Cy-gist qui quitta Jésus-Christ
Pour un royaume par escript,[27]
Et sa femme très vertueuse
Pour une puante morveuse.”
So ran a Huguenot epitaph on the ill-fated Antoine. But her connexion with the King of Navarre did not prevent la belle Rouet from making an advantageous marriage with Robert de Gombault, Sieur d’Arcis-sur-l’Aube, maître d’hôtel to Charles IX., whom she presented with two daughters.
The events of the civil war had profoundly altered Catherine’s views in regard to the two parties which divided the kingdom. At the opening of hostilities, she had believed that the Huguenots possessed the better chance of success, and, though constrained to lend her name to the Catholic leaders, she was careful not to allow herself to be identified too closely with their objects. But, as time went on, it became evident that, although the Huguenots were undoubtedly formidable, they were very inferior in numbers, and that the mass of the people were faithful to the Old Religion. She was compelled, therefore, to recognize that she had been mistaken, and that it would be very inadvisable for her to alienate the Catholic party. On the other hand, it would be easy to seize the direction of that party, for the King of Navarre and François de Guise were dead, the sons of Guise mere boys, the Cardinal de Bourbon absolutely incapable, the Montmorencies divided among themselves, and the Cardinal de Lorraine, deprived of the support of his brother, as humble as he had once been arrogant. She, therefore, decided to place herself and her son at the head of the Catholics and to re-establish unity in the kingdom by the ruin of Protestantism. But she had no intention of resorting to force; “she wished to undermine the ramparts of Calvinism, not to carry them by assault;”[28] to take back little by little, by restrictive interpretations of the Edict of Amboise, the concessions granted the Reformers; to disarm and dissolve their religious and military associations; and to dishearten them by withholding the protection of the Law and assuring impunity to the violence of the Catholics. But, aware that her task would be immensely facilitated if she could begin by depriving them of their protectors in high places, she was determined to leave no means untried to seduce or discredit the Huguenot chiefs, and particularly Condé—the first Prince of the Blood, the link between the noble and democratic sections of the party, the man whom she half-suspected of aspiring to the throne.

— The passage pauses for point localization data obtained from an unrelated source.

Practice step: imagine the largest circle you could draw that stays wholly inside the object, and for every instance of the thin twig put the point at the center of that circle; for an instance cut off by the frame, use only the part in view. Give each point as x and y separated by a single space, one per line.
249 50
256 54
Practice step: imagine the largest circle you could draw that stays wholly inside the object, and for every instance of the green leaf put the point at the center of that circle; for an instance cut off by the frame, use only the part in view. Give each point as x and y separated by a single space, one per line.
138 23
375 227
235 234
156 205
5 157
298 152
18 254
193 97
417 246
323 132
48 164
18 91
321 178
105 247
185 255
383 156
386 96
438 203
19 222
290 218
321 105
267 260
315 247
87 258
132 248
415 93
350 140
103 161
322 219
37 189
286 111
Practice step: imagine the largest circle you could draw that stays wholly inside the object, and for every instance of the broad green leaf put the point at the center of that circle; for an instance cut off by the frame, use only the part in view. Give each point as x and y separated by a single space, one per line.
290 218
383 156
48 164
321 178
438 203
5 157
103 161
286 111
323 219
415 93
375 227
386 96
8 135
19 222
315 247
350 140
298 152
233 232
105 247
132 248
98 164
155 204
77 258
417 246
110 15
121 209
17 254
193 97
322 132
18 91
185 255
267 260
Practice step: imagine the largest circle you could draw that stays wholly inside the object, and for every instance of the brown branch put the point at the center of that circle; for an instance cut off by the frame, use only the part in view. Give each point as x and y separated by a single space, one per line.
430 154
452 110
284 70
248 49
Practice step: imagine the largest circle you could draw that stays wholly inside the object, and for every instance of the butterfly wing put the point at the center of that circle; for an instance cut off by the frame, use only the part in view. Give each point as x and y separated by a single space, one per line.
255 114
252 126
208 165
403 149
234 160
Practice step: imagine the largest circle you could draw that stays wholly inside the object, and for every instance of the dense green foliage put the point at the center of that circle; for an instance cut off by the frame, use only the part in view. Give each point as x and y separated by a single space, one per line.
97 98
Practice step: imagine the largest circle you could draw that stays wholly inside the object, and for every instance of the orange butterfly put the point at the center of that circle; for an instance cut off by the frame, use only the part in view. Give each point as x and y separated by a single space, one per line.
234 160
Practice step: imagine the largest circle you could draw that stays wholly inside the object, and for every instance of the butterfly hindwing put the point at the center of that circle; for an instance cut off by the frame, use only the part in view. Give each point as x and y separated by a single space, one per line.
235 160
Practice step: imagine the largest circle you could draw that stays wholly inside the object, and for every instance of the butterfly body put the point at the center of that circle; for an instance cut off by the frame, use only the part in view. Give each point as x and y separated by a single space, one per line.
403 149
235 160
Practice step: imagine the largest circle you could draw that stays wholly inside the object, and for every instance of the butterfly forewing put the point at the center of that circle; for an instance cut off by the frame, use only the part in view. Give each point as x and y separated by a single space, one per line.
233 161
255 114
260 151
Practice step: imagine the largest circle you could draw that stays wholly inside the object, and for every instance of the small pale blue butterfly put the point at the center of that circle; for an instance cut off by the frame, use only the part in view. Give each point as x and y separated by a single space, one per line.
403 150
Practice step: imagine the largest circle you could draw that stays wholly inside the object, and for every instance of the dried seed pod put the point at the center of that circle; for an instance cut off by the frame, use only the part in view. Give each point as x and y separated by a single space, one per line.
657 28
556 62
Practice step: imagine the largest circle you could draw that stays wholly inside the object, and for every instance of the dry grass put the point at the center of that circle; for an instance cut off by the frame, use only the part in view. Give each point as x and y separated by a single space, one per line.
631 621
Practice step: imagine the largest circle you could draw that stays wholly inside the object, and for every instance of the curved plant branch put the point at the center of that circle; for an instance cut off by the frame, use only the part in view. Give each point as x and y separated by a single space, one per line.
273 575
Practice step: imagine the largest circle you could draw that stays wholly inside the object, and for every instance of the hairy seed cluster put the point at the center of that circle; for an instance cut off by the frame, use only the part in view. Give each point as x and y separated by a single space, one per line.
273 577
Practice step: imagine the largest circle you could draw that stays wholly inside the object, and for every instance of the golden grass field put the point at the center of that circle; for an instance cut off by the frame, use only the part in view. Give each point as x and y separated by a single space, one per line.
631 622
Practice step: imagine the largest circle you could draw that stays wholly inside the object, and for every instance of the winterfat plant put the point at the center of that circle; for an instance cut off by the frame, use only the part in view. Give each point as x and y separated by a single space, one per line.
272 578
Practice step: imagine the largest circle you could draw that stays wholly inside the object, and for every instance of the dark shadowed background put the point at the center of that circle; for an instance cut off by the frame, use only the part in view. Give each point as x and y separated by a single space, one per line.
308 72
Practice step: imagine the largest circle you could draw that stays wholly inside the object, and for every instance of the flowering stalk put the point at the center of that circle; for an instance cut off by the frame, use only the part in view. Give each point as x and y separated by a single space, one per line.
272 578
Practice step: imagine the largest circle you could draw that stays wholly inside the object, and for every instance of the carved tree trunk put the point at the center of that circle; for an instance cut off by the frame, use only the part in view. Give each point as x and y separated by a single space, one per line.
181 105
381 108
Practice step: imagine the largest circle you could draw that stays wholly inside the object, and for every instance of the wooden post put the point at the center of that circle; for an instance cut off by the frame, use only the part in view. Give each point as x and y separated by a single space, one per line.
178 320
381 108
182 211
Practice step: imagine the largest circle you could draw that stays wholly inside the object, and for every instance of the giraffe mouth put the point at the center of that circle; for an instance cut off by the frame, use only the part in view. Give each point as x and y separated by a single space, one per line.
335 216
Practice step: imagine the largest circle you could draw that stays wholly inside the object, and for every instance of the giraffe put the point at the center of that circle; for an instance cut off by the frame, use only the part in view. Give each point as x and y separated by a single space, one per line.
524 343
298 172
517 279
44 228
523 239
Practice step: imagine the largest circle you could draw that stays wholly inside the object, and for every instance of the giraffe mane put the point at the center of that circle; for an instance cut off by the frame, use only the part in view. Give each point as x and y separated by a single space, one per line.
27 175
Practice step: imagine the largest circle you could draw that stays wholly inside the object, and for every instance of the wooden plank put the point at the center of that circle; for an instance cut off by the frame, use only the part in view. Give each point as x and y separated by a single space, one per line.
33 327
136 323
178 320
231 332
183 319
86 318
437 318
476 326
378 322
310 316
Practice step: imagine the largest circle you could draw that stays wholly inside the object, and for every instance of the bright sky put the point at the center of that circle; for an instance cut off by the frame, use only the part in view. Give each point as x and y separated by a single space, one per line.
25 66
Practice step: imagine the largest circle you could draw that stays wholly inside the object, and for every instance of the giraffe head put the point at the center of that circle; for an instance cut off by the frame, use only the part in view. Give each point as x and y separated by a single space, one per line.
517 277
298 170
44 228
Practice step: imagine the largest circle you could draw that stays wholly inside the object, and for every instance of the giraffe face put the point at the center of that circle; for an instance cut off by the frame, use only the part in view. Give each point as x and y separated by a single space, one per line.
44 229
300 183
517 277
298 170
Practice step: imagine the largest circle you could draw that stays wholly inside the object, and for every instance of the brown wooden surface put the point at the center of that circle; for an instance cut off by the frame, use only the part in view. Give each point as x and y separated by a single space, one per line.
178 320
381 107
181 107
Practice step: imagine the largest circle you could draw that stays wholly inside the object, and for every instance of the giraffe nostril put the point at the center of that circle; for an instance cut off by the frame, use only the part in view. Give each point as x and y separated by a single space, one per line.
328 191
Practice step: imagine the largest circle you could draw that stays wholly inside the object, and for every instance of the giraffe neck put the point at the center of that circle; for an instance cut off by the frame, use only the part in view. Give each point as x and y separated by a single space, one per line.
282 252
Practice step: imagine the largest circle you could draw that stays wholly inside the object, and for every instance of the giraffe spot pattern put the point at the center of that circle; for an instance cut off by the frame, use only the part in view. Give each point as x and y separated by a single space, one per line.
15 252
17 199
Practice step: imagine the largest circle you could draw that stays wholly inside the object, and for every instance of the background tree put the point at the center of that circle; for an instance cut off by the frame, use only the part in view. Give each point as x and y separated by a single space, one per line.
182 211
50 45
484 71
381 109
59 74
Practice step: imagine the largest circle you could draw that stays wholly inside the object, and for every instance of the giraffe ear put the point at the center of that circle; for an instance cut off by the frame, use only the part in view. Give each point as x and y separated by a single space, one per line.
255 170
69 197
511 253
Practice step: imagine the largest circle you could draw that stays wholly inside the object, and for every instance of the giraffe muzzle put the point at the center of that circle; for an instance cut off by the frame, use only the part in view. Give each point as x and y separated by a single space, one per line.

From the time of the Peace of Amboise, it was easy for Catherine to perceive that Condé, who had just consented to such important modifications of the “Edict of January,” was unlikely henceforth to show himself a very zealous champion of Protestantism, and that a considerable section of the Huguenots was disposed to question the seriousness of his conversion and the sincerity of his devotion to their cause. She knew, too, that if, on the one hand, Condé aspired, as a Prince of the Blood, to play a prominent part in affairs of State, and was ambitious to secure the title of Lieutenant-General of the Kingdom, he would be, as a man, eager to compensate himself for the ennui of his recent captivity by a round of pleasure and dissipation.
At first, Catherine’s attitude towards Condé was everything that he could possibly desire; she overwhelmed him with attentions; consulted him constantly on public affairs, and showed for his opinion a deference which delighted him. But all this was merely intended to put him off his guard and foster the pleasing illusions which he had entertained since the conference on the Île-aux-Bœufs. For, so far from having any intention of sharing the direction of affairs with the prince, she had determined to detach him from his alliances with the foreign Protestants, compromise him with his own party, and reduce him to political impotence. And, to accomplish this she proposed to deal with him as she had dealt with his unfortunate brother, the King of Navarre, by encouraging his taste for those sensual pleasures which the most dissolute Court in Europe offered so many opportunities of gratifying.
To dominate Condé, Catherine had in reserve an auxiliary not less redoubtable than la belle Rouet. It was Isabelle de Limeuil, one of the two maids-of-honour whom she had brought to the Île-aux-Bœufs, and who had already made a very favourable impression upon the inflammable prince.